White House Science and Technology Policy Director Arati Prabhakar called it "an engineering marvel beyond belief".
"This is such a wonderful example of a possibility realised, a scientific milestone achieved, and a road ahead to the possibilities for clean energy," she said at the announcement in Washington.
Fusion technology is the process by which two or more smaller atoms are combined or fused into a bigger one and in nature, it is how the sun and stars are powered.
What makes the breakthrough achieved at the National Ignition Facility (NIF) of the Lawrence Livermore Nuclear Laboratory (LLNL) a gamechanger is that it produced more energy than it used for lasers to create fusion, unlike in current energy production methods that consume more power than they put out.

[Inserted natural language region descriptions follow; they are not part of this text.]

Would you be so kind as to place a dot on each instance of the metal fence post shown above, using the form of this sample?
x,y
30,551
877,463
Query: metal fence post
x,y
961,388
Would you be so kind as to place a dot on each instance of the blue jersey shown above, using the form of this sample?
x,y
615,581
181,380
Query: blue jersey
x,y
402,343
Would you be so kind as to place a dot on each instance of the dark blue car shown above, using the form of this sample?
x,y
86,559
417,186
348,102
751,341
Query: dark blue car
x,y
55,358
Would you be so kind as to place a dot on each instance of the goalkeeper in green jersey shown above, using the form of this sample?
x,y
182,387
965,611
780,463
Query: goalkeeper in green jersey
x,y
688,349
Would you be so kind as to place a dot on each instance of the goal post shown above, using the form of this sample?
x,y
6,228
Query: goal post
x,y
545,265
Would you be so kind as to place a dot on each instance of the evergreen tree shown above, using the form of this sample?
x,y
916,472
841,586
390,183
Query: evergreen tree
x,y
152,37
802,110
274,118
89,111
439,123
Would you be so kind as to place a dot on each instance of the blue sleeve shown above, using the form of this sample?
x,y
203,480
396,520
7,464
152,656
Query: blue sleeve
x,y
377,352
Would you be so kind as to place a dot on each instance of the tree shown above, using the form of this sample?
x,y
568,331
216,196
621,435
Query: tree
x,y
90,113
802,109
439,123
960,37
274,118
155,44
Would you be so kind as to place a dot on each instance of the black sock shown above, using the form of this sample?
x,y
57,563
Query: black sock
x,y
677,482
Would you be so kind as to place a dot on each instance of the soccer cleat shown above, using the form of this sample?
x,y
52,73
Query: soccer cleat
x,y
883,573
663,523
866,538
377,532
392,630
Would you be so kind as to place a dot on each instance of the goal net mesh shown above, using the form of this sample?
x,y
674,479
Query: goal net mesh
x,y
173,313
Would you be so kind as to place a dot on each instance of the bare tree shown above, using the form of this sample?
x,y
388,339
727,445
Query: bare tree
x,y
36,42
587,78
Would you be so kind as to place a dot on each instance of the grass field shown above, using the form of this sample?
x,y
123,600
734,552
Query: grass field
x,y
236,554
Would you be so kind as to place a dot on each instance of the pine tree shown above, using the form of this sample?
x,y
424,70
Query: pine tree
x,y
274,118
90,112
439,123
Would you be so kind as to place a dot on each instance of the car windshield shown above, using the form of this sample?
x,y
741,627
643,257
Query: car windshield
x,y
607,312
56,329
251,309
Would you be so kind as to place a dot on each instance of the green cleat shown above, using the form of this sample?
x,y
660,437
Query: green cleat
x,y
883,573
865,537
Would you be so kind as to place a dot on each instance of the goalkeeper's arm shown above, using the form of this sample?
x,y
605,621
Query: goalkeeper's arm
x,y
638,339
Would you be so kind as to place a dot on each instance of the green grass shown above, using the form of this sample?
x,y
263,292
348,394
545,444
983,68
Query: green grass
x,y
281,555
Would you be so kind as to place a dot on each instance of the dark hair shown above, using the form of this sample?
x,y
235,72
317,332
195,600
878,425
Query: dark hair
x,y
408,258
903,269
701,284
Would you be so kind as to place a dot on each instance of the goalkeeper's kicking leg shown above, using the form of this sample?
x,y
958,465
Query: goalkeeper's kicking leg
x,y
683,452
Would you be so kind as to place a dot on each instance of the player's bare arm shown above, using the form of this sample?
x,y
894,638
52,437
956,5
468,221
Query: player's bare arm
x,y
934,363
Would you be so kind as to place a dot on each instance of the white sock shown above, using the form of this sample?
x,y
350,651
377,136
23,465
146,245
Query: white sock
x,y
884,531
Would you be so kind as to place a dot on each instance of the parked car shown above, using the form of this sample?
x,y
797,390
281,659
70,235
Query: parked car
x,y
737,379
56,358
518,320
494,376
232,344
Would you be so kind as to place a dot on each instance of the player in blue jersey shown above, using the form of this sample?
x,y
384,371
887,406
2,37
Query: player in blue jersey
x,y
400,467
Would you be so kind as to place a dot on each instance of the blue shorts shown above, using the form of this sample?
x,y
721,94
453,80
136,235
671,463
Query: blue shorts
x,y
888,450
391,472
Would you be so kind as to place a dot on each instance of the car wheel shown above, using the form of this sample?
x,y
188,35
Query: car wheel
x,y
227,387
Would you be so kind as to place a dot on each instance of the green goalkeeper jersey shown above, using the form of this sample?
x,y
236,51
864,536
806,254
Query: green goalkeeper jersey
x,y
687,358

Scientists Robbie Scott with the Central Laser Facility (CLF) Plasma Physics Group who was involved in the research explained to Science Media said that it is "a bit like striking a match (and) with this experiment the match kept burning" and "fusion has the potential to provide a near-limitless, safe, clean, source of carbon-free baseload energy".
The administration of President Joe Biden has promoted the breakthrough as a momentous step forward in its push for fighting climate change by reducing the use of fossil fuels that currently produce most of the energy.
Energy Secretary Jennifer Granholm said that it "will help us solve humanity's most complex and pressing problems, like providing clean power to combat climate change".
But, LLNL Director Kim Budil said that it would take a few decades of research to make power plants using the technology.
It would not take 50 or 60 years, "but probably with concerted effort and investment, a few decades of research on the underlying technologies could put us in a position to build a power plant", she said.
National Nuclear Security Administration (NNSA) Defence Programmes Deputy Administrator Marvin Adams said the breakthrough also had military applications.
It would enhance defence capability by testing nuclear weapons without having to carry out explosions and demonstrate the nuclear technology superiority of the US, he said.
Unlike in current nuclear energy production that uses fission technology, which splits atoms, fusion does not create dangerous nuclear waste and scientists say that there would be no danger of radioactive leads.
The experiment at the NIF on December 5 that demonstrated the fusion capability focused 192 powerful laser beams at a pea-sized container with frozen hydrogen.
The laser beams' energy was converted into x-rays that squeezed the hydrogen until it imploded releasing energy.
LLN said that the 2.05 megajoules (MJ) of energy used to set off the process delivered 3.15 MJ of fusion energy output.
There are two competing ways to achieve fusion, one with magnetic energy and the using lasers.
Now the laser method has achieved the breakthrough of producing more energy than is used to produce it.
Stephane Dujarric, the spokesperson for UN Secretary-General Antonio Guterres said that "it is an extremely important development in the fight against climate change".
But noting that the application of fusion technology will take time, he added that it should not curtail the current efforts to contain climate change.
At the announcement, Prabhakar recalled that as a 19-year-old intern at the LLNL she had worked for three months "on this fun laser" in 1978.
She recalled that scientists told her, "We think that if you point enough lasers at a pellet of fuel, we want to see if we can get more energy released from fusion than the amount of energy that the lasers deliver into that palette".
And it has taken decades since to achieve it.